The boat captain speaks to me in reasonable English to tell me that he has no intention of repeating everything he says for me, as he hasn’t the time. In fact he doesn’t say anything else in English at all. That’s okay, I won’t find the time for a tip either. Needless to say I can’t follow much of what he says, but I get the general gist and he certainly hasn’t mentioned life jackets.
We spend most of the journey bouncing over the waves (it’s a fresh breeze today, as the forecasts say) searching for whales and dolphins (les baleines et les dauphins). The whales and their calves are very easy to spot. After we have pursued a mother and calf for some time they obtain their revenge by emerging right alongside the boat. The calf and I are engaging eye to eye. I’m relieved they haven’t tried to come right on-board.
Les dauphins are more elusive, but are eventually discovered, offering their usual fascinating aerial displays around the prow of the craft, before the formation loops away. Another case of so long and thanks for the fish...

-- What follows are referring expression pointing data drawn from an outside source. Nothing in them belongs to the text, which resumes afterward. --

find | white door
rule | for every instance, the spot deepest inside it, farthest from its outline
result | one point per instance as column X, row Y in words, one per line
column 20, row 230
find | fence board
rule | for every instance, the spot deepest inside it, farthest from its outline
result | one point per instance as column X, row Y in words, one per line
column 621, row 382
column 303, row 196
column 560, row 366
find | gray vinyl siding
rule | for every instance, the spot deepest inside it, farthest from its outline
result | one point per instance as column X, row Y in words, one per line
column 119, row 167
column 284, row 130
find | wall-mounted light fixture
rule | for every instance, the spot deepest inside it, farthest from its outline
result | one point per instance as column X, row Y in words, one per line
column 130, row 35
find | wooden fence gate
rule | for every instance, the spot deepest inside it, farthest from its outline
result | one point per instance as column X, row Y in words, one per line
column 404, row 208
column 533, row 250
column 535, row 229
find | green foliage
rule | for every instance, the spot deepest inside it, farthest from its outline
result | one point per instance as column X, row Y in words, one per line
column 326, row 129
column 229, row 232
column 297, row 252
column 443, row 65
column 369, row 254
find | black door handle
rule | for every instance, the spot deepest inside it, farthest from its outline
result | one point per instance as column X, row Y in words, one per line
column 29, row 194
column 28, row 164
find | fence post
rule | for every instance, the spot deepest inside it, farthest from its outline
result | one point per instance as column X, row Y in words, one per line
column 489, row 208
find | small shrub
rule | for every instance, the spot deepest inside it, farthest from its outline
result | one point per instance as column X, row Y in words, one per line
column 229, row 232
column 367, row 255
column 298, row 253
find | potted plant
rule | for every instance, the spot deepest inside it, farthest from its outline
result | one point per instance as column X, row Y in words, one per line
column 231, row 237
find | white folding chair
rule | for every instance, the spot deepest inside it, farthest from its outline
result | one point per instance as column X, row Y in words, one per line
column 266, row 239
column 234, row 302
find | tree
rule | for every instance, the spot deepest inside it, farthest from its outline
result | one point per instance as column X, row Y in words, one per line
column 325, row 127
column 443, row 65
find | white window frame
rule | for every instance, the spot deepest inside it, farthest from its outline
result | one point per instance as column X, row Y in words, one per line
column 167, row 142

We visit a couple of pretty islots, with classic white sands, before finishing with some snorkelling. It’s a pretty drift reef, but most of the twenty-somethings prefer to stay aboard and smoke. I don’t think they want to get their designer gear wet. I’m not asking what they’re smoking - it’s roll ups. My shorts have gone AWOL, which is annoying and no-one is owning up. I don’t suppose the beautiful people have pinched them - they’re only Dorothy Perkins. Perhaps they’re still on the islot. Unfortunately, my bungalow key is in the back pocket.
There are indeed plenty of turtles out in the bay, just in front of my bungalow. They are happy to ignore me as they, and their attendant scavenger remora fish, feed. There’s also a very rewarding little reef 100 metres or so off the shore. All in all, it’s an excellent beach on which to park my sunbed. I’m adopted by a group of young policemen; ‘Cops on the Beach’ they say, flirting and posing for selfies with me, in front of their girlfriends.
Back on the ferry to Petit-Terre and the airport. It’s the end of the holidays in Mayottte and the first day back at school, so I’ve had to leave early, in case the roads are congested. There are indeed some grands bouchons. This is partly because some of the roads are closed. The French education minister is visiting to supervise the big day.
I’m on my way to my last stop this trip, the Comoros Islands. Mayotte is actually part of the Comoros group, but I’m routed back to Réunion (the other side of Madagascar) and out again. I inquired about this when I got my itinerary and I still don’t have a satisfactory answer as to why I can’t go direct. There are three flights to Comoros on the departure boards, some of them with the same airline. Not for the first time I’m bemused and not a little frustrated. Moroni, here I come - eventually.